I"m entering some of my honey in the state fair and maybe someone could answer this question. When you put the comb in 1 and 2 lb. "Queenline" the thin oval shaped jars, How do you keep the comb from floating from the bottom? I talked to a lady that is a judge and she had no answer but, she did say this was very important. Two classes I am asking about are 4, 1-lb containers of chunk honey and 4, 2-lb containers of chunk honey.

Any help would be appreciated!!


----------



## honeyman46408 (Feb 14, 2003)

well to keep it from floating cut the comb just as long (high) as the jar but some judges dont want anything to touch the lid sooooo.Some suppliers sell a 1 pound stright sided jar that is for chunk honey (Brushy Mountain I thing has them)Another thought (smell the smoke) I did some 2 1/2 pound jars of chunk for our fair and was having a time putting comb in without damageing it so I froze so I could handle it better.


----------



## samak (Sep 15, 2006)

Try to heat up the empty glass jars in the oven for a while so they get warm/hot. Then, when the jars are still warm, put the honey comb in them. That way, as the honey comb touches the bottom of the warm jar, it should melt the wax a little bit then as it cools it should stay "glued" to the bottom of the jar. You may need to practice with it a bit.


----------



## KGreen (Aug 26, 2008)

thanks honeyman,
There are 2 classes, One is for 4, 1lb containers, Then another for 4, 1 pint containers. Is there a difference? Also, is there a smooth sided,wide-mouth pint and quart jar.

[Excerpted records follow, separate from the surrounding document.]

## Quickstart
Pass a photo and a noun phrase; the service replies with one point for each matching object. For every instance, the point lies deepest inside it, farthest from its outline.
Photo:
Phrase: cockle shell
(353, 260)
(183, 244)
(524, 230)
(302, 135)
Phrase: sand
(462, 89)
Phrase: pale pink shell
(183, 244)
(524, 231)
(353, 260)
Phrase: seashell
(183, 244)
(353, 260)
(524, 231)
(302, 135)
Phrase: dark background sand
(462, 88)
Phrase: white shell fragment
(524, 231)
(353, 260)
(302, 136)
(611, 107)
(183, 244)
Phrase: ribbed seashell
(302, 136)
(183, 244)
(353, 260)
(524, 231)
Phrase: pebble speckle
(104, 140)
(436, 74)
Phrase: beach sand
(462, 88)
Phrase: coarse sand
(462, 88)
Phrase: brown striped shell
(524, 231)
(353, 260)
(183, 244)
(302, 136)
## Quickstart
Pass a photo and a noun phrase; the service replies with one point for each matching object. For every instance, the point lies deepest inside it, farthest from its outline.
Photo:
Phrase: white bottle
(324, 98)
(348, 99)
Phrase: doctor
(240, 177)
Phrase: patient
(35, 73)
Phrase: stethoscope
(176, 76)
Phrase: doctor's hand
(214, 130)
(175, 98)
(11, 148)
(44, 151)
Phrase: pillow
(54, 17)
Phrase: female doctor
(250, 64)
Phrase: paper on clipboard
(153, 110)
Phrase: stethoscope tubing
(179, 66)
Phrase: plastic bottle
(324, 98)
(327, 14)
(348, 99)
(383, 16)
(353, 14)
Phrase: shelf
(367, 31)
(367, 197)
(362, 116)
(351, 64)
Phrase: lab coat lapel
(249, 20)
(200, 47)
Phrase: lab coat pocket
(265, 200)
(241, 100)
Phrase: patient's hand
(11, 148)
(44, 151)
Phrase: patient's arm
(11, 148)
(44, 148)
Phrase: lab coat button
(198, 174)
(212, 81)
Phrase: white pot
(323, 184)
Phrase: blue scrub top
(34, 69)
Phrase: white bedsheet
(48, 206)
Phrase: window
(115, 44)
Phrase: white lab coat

Thanks for the other reply


----------



## honeyman46408 (Feb 14, 2003)

Yes a pint holds 1 1/2 pound of honey so the wide mouth pint is what I use 

We have 2 classes too on is for 1-2 1/2 pound and one is 4 pts

Heating the jar sounds like a real good idea:thumbsup:


----------



## suttonbeeman (Aug 22, 2003)

make a template out of stiff paper or thin cardboard. You want the chunk of comb to be as big as possable BUT NOT bigger than the opening of the jar so you dont bugger the side of comb putting it in the jar).. cut sides of the comb....you want them straight and smooth ( a thin knife blade helps) Comb should be from bottom of jar to top edge of glass. If you squish the bottom to make it stick, you will probably be docked points. I have never been docked points for comb touching the lid. You will get docked points for honey on lid in strained classes or creme, I have won many blue ribbons and Best of show at American Honey show with a perfect 100 pts like this. If I was judging and honey comb was stuck to bottom and mushed....I would dock points (probably 5).


----------